Sometimes the content of a film is much more important than the actual film itself. One of the most pressing world problems and biggest tragedies of this century is that of people being trafficked from Africa to Europe. Thousands have died this year, which is already a huge increase on 2014 and it’s a situation which is only going to get worse. Despite the former Colonial powers being largely culpable for the dire state of the African continent, hardly anyone is prepared to take any responsibility.
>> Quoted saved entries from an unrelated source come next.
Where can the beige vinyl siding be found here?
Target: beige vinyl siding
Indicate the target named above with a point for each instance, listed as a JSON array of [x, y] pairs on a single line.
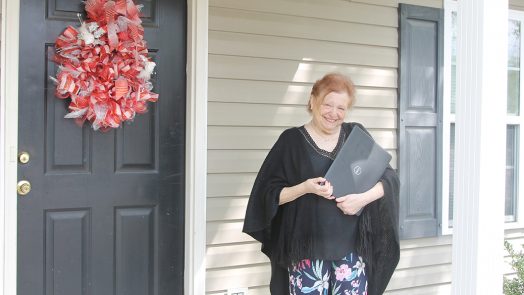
[[264, 57]]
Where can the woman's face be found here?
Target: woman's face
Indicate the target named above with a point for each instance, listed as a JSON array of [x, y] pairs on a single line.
[[331, 112]]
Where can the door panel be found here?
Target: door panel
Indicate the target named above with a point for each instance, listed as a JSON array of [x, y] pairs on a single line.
[[106, 210]]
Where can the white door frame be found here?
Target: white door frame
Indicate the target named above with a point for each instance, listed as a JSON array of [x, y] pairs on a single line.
[[196, 146]]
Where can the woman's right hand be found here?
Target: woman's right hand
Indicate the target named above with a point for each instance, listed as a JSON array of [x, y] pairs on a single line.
[[319, 186]]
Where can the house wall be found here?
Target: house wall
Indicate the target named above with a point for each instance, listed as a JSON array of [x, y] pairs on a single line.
[[263, 58]]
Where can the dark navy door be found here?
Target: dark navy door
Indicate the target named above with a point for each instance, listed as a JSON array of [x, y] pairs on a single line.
[[105, 214]]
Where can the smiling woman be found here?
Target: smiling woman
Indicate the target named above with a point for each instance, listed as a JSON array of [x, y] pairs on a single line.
[[315, 242]]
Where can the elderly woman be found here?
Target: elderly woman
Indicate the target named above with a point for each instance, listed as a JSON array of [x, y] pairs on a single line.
[[316, 243]]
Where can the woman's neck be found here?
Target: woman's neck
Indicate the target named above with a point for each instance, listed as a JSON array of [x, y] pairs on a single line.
[[324, 134]]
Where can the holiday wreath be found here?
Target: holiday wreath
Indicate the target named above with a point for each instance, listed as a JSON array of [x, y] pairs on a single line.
[[104, 65]]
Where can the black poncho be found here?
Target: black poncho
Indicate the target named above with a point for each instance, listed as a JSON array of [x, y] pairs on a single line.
[[313, 227]]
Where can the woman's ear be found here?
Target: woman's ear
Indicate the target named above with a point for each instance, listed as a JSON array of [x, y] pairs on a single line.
[[310, 102]]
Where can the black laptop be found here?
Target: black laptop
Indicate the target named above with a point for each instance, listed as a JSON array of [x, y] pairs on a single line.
[[358, 165]]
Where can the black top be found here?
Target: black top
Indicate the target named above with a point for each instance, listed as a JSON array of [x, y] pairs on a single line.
[[311, 226]]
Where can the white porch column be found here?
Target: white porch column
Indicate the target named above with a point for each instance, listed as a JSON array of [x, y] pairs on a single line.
[[196, 143], [478, 225]]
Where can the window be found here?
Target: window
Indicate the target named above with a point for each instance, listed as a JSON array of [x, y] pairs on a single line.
[[514, 118]]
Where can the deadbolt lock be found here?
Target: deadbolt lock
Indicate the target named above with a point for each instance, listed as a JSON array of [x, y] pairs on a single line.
[[23, 157], [23, 187]]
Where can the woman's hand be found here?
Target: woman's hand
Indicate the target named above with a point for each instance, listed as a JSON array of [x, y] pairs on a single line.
[[350, 204], [319, 186]]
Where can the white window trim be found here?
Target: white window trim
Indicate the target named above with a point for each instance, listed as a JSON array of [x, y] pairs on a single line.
[[519, 120], [448, 118]]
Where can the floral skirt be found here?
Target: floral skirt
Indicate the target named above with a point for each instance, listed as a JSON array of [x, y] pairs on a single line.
[[346, 276]]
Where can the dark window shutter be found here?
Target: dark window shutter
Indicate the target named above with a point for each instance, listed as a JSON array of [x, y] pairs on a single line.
[[420, 120]]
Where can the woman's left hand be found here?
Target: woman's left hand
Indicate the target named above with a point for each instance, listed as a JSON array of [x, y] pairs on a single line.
[[350, 204]]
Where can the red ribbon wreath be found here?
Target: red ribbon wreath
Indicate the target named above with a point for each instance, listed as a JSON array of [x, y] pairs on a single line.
[[104, 65]]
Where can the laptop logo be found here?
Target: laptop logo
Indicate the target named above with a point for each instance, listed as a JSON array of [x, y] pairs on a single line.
[[357, 170]]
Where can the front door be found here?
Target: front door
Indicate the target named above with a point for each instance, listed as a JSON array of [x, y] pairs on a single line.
[[106, 211]]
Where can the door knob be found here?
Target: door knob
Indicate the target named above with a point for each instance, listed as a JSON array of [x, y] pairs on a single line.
[[23, 157], [23, 187]]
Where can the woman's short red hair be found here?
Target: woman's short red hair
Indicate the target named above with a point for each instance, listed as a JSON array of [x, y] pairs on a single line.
[[331, 82]]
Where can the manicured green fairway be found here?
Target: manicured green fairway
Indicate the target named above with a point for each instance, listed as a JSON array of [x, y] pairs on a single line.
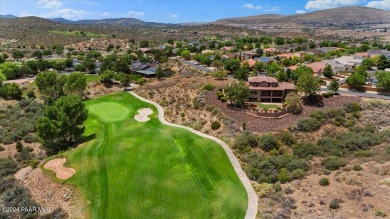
[[148, 170]]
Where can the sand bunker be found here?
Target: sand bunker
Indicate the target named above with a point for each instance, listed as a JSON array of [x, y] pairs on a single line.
[[57, 166], [143, 115]]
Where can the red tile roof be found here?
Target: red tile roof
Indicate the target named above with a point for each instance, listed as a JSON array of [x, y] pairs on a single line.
[[259, 79]]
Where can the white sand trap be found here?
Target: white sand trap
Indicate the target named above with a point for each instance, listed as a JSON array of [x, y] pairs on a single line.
[[143, 115], [57, 166]]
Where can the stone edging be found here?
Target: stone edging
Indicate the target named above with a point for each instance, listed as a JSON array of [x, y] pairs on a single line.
[[251, 211]]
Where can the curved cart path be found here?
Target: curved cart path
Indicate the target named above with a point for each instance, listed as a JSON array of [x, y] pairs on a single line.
[[252, 196]]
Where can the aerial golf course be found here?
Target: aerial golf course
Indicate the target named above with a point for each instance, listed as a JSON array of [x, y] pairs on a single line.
[[132, 169]]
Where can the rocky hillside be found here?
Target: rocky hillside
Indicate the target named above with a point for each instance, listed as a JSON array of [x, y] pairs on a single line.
[[336, 17]]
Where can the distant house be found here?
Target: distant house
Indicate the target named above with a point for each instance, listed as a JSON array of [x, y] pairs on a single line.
[[267, 89], [373, 80], [270, 51], [380, 53], [328, 49], [318, 67], [263, 59], [251, 63]]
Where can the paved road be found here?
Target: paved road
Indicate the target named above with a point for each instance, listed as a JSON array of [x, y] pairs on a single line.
[[360, 94], [252, 196], [199, 67]]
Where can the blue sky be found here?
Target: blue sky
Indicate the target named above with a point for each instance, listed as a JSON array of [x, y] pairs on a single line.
[[172, 11]]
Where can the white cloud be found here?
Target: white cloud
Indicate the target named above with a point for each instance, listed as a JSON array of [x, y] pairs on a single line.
[[251, 6], [66, 13], [135, 13], [272, 9], [49, 3], [105, 14], [326, 4], [381, 4]]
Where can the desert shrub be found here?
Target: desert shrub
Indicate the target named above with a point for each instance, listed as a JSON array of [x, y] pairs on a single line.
[[353, 107], [19, 146], [208, 87], [33, 163], [305, 149], [334, 204], [268, 141], [333, 163], [215, 125], [308, 125], [320, 115], [7, 166], [327, 94], [357, 167], [387, 149], [380, 213], [330, 146], [268, 169], [220, 94], [324, 182], [283, 176], [286, 138], [277, 187], [297, 174], [245, 139], [363, 153], [30, 94]]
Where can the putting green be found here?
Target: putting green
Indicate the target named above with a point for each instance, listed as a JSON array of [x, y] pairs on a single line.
[[130, 169], [109, 111]]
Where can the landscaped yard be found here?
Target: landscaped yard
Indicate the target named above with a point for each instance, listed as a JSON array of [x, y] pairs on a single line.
[[78, 33], [130, 169], [267, 106]]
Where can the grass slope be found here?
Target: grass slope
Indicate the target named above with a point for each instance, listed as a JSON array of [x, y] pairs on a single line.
[[148, 170], [78, 33]]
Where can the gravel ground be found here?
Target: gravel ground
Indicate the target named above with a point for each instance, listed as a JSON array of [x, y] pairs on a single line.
[[262, 125]]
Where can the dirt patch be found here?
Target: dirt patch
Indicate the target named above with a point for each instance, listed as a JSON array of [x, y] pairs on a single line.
[[22, 173], [262, 125], [10, 149], [57, 166], [53, 195], [143, 115]]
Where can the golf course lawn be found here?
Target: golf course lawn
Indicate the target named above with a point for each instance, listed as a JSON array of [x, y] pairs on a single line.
[[129, 169]]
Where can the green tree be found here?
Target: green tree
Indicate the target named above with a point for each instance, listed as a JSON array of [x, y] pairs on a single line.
[[107, 76], [259, 66], [17, 54], [76, 84], [328, 72], [334, 86], [217, 64], [293, 102], [272, 69], [356, 80], [186, 54], [232, 65], [144, 44], [159, 72], [238, 93], [220, 74], [61, 125], [14, 91], [383, 80], [308, 84], [37, 54], [282, 76], [50, 85]]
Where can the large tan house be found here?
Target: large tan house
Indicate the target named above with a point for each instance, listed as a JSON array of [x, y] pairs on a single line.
[[267, 89]]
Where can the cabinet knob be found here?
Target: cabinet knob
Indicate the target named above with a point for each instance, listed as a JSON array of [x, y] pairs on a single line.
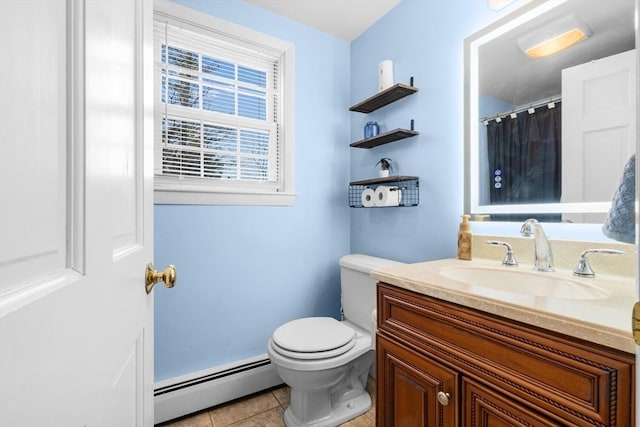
[[443, 398]]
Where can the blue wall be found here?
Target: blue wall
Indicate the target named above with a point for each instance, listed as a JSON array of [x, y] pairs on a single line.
[[243, 271]]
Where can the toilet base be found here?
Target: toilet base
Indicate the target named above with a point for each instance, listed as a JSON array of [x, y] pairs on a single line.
[[341, 412]]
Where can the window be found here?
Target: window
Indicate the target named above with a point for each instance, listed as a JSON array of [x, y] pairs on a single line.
[[223, 112]]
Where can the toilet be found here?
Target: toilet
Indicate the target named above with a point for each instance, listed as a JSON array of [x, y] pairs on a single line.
[[326, 362]]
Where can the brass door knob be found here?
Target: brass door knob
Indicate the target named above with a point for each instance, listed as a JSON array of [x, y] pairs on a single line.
[[168, 276]]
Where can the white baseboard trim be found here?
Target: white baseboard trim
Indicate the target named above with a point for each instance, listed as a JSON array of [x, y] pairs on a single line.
[[194, 392]]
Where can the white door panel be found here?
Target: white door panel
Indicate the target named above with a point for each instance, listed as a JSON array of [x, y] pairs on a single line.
[[32, 137], [76, 335]]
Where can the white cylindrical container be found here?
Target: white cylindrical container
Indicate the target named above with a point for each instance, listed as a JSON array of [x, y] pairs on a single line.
[[385, 75]]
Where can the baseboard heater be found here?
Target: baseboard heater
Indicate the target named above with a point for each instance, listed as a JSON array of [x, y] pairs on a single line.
[[191, 393]]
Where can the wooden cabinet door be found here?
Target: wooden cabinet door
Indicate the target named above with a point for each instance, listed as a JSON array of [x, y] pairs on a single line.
[[408, 388], [484, 407]]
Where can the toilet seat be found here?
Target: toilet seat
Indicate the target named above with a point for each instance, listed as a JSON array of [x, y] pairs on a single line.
[[313, 338]]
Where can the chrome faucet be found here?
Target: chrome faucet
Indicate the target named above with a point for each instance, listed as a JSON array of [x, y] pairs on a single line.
[[584, 269], [543, 260]]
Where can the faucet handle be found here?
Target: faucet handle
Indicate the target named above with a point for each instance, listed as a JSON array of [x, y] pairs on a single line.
[[583, 269], [509, 259]]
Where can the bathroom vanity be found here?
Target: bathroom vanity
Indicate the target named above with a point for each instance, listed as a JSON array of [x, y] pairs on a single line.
[[454, 354]]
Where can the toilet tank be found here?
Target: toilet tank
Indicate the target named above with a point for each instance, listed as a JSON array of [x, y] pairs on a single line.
[[358, 295]]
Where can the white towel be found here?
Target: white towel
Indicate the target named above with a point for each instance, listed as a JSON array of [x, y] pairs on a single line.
[[620, 223]]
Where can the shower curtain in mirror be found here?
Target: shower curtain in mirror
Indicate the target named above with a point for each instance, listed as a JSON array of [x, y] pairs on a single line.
[[525, 157]]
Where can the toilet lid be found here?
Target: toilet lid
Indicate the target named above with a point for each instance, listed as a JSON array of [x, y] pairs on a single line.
[[314, 337]]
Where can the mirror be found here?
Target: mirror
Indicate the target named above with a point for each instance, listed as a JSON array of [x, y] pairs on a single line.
[[582, 163]]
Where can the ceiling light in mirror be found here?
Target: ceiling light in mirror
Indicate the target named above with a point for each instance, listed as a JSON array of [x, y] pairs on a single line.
[[554, 38], [502, 81]]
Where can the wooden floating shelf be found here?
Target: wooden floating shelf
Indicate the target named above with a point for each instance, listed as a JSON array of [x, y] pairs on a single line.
[[386, 180], [383, 98], [384, 138]]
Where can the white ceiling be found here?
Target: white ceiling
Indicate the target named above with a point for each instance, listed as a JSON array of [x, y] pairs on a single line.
[[345, 19]]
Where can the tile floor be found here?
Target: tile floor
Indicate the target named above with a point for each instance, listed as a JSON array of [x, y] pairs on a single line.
[[264, 409]]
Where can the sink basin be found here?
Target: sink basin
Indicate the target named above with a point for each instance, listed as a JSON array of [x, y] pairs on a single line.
[[532, 283]]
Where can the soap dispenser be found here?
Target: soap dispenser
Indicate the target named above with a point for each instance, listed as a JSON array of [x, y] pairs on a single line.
[[464, 239]]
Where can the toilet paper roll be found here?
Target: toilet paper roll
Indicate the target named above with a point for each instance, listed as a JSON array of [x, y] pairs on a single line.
[[368, 198], [385, 75], [387, 196]]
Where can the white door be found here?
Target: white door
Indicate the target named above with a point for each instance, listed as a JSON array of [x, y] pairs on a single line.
[[76, 335], [598, 129]]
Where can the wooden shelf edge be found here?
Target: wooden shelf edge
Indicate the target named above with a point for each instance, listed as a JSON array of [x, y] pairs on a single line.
[[388, 179], [387, 96], [384, 138]]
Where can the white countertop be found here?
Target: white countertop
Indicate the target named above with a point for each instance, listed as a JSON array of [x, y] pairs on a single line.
[[605, 320]]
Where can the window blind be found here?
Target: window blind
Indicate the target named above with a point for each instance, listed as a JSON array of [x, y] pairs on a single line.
[[218, 102]]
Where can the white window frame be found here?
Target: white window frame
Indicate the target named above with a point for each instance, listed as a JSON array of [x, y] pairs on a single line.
[[184, 190]]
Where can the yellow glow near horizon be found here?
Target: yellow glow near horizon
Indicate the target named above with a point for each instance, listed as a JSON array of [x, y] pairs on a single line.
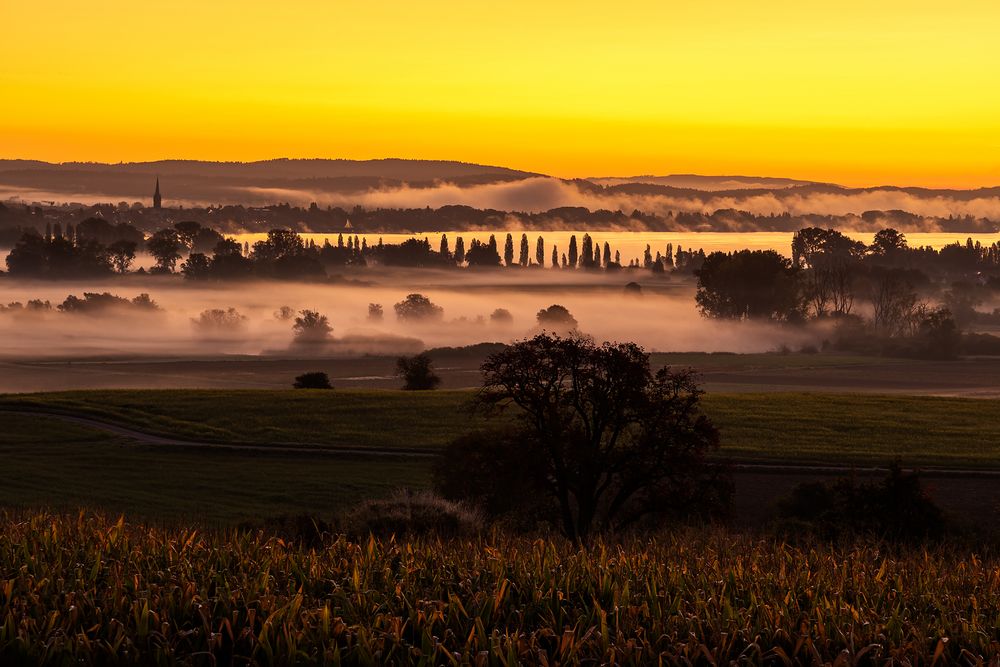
[[856, 92]]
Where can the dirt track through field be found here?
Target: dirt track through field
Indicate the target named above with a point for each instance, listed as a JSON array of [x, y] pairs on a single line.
[[143, 438], [756, 467]]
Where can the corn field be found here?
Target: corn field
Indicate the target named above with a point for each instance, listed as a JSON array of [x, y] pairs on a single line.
[[88, 590]]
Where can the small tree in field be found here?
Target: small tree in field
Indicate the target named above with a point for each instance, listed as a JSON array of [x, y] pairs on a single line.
[[596, 436], [417, 372], [418, 307], [315, 380], [311, 327]]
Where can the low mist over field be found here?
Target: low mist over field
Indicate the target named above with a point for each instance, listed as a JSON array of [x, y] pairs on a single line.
[[417, 184], [663, 318]]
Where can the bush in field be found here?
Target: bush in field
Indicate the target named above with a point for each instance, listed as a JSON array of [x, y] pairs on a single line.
[[302, 529], [492, 471], [556, 318], [407, 513], [417, 307], [502, 317], [749, 284], [896, 507], [316, 380], [614, 443], [93, 302], [311, 327], [217, 321]]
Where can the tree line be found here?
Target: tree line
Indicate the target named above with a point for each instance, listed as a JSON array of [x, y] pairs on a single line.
[[917, 298]]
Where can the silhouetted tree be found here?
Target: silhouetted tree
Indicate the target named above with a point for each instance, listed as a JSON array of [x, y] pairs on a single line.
[[896, 507], [196, 267], [587, 252], [556, 318], [165, 247], [617, 442], [482, 255], [417, 372], [122, 255], [888, 243], [418, 307], [311, 327], [748, 284], [216, 321], [508, 251], [893, 299], [315, 380], [187, 230], [502, 317]]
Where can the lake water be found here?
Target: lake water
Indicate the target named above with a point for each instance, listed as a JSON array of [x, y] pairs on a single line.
[[633, 244]]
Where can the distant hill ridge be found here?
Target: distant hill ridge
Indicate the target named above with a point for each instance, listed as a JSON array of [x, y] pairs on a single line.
[[388, 168]]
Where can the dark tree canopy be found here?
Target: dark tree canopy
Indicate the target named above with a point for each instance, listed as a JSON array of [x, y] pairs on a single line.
[[612, 441], [749, 284], [482, 254], [418, 307], [311, 327], [556, 318], [165, 247]]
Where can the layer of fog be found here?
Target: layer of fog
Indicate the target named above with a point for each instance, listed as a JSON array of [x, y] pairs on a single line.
[[535, 195], [540, 194], [664, 318]]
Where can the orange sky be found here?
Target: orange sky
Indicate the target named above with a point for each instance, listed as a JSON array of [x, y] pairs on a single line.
[[860, 93]]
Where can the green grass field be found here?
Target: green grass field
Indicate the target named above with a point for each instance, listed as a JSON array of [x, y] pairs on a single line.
[[47, 463], [829, 428], [50, 463]]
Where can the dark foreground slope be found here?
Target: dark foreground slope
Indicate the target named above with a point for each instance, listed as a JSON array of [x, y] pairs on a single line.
[[84, 590]]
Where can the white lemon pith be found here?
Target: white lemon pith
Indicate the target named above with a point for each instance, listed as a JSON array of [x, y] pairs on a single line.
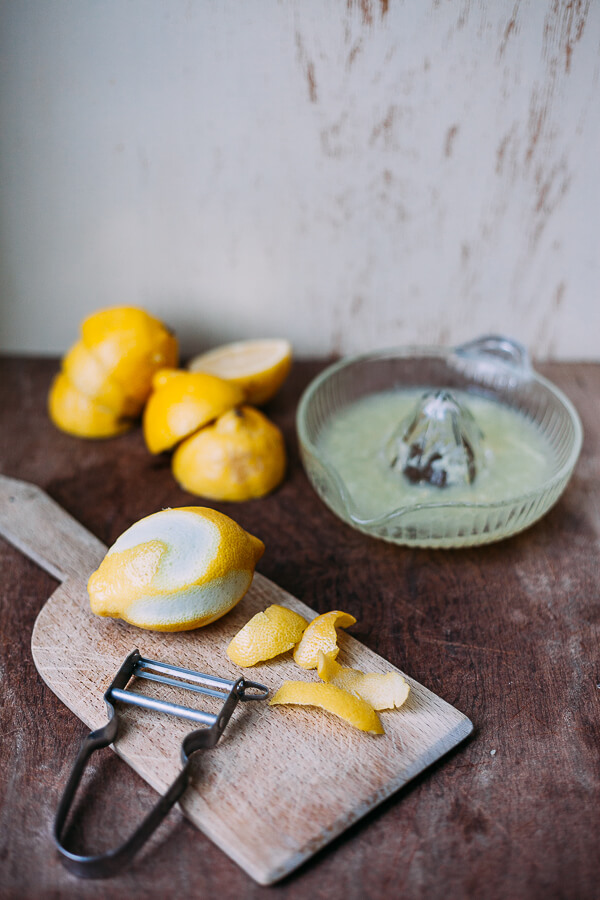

Adrift: People of a Lesser God is a new film from multi-Pulitzer Prize nominee, Dominique Mollard. The majority of the film sees the undercover journalist travelling around North and West Africa in search of those who are willing to risk their lives to reach Europe. He’s also interested in tracking down those who, for the right amount of money, will facilitate their passage. He’s far more successful in the former than the latter.
As a piece of undercover journalism, Adrift: People of a Lesser God is partially successful. Whilst it’s the first film to really illustrate why people are prepared to risk their lives to cross the Mediterranean, it doesn’t really manage to get to the traffickers. As a film,it’s rather haphazard and seemingly unfocussed. Most will focus on the last 30 minutes where Mollard risks his life, along with 30 odd immigrants, to make the crossing on a small boat. He never appears on screen and the most important message is conveying understanding regarding the plight faced by poor Africans.
Adrift: People of a Lesser God is released on DVD by Simply Media on July 20.